At least for now, drugmakers say they should be able to prevent shortages by moving around inventory and, in some cases, increasing production at factories in other locations already making those products.
Medicines made in Puerto Rico include AstraZeneca's cholesterol drug Crestor, antibiotics and drugs for inflammation from Pfizer and Roche's Accu-Chek blood sugar test strips for diabetics. Eli Lilly makes the active ingredient for its diabetes medicines on the island. And Amgen, a huge biotech drugmaker, produces most of its medicines there, including widely used rheumatoid drug Enbrel, a number of cancer drugs, heart failure drug Corlanor and osteoporosis drugs Prolia and Xgeva.
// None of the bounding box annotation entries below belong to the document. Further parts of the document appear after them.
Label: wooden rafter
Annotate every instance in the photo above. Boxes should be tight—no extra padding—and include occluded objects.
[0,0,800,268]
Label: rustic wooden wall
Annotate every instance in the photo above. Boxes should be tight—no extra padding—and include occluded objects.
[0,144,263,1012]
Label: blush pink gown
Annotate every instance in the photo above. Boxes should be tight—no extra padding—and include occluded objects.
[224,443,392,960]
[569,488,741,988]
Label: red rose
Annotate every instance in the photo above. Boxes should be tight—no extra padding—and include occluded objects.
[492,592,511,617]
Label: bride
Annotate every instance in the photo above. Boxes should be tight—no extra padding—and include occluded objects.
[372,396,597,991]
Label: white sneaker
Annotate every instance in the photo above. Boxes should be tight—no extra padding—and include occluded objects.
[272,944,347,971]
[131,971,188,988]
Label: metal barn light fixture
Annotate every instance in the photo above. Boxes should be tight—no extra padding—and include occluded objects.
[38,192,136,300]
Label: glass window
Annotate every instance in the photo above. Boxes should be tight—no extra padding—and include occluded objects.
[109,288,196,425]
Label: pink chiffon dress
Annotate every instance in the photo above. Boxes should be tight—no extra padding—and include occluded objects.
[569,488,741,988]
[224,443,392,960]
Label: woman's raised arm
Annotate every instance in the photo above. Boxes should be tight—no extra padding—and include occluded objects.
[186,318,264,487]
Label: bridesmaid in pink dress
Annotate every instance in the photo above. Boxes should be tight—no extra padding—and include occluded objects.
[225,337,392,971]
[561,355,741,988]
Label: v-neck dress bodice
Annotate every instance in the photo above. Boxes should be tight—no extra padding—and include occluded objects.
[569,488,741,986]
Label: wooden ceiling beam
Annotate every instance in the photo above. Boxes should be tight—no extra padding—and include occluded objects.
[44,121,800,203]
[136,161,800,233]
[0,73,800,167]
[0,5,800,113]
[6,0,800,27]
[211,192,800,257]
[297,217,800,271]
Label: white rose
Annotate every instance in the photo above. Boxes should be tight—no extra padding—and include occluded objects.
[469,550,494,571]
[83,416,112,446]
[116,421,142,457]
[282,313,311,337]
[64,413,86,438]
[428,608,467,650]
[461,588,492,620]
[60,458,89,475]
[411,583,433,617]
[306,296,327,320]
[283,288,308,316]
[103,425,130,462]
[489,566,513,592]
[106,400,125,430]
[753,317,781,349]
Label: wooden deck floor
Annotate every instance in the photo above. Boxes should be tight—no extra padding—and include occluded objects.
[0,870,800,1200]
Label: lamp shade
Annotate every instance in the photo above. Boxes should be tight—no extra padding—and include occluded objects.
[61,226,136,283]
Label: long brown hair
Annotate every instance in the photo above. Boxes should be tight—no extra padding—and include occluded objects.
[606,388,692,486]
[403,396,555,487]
Hurricane Maria didn't cause major damage to the roughly 80 medicine and device factories but many have needed cleanup and some repairs, according to several companies contacted by The Associated Press. The companies said operations were also hampered because workers couldn't get to factories and they were dealing with damage to their homes.
The medical products industry, which set up a large base in Puerto Rico decades ago to take advantage of since-expired tax advantages, is key to the financial health of the debt-laden territory. The FDA said medicines and medical devices account for about 30 percent of Puerto Rico's gross domestic product, and about 80 percent of those products are used by residents of Puerto Rico and the 50 states.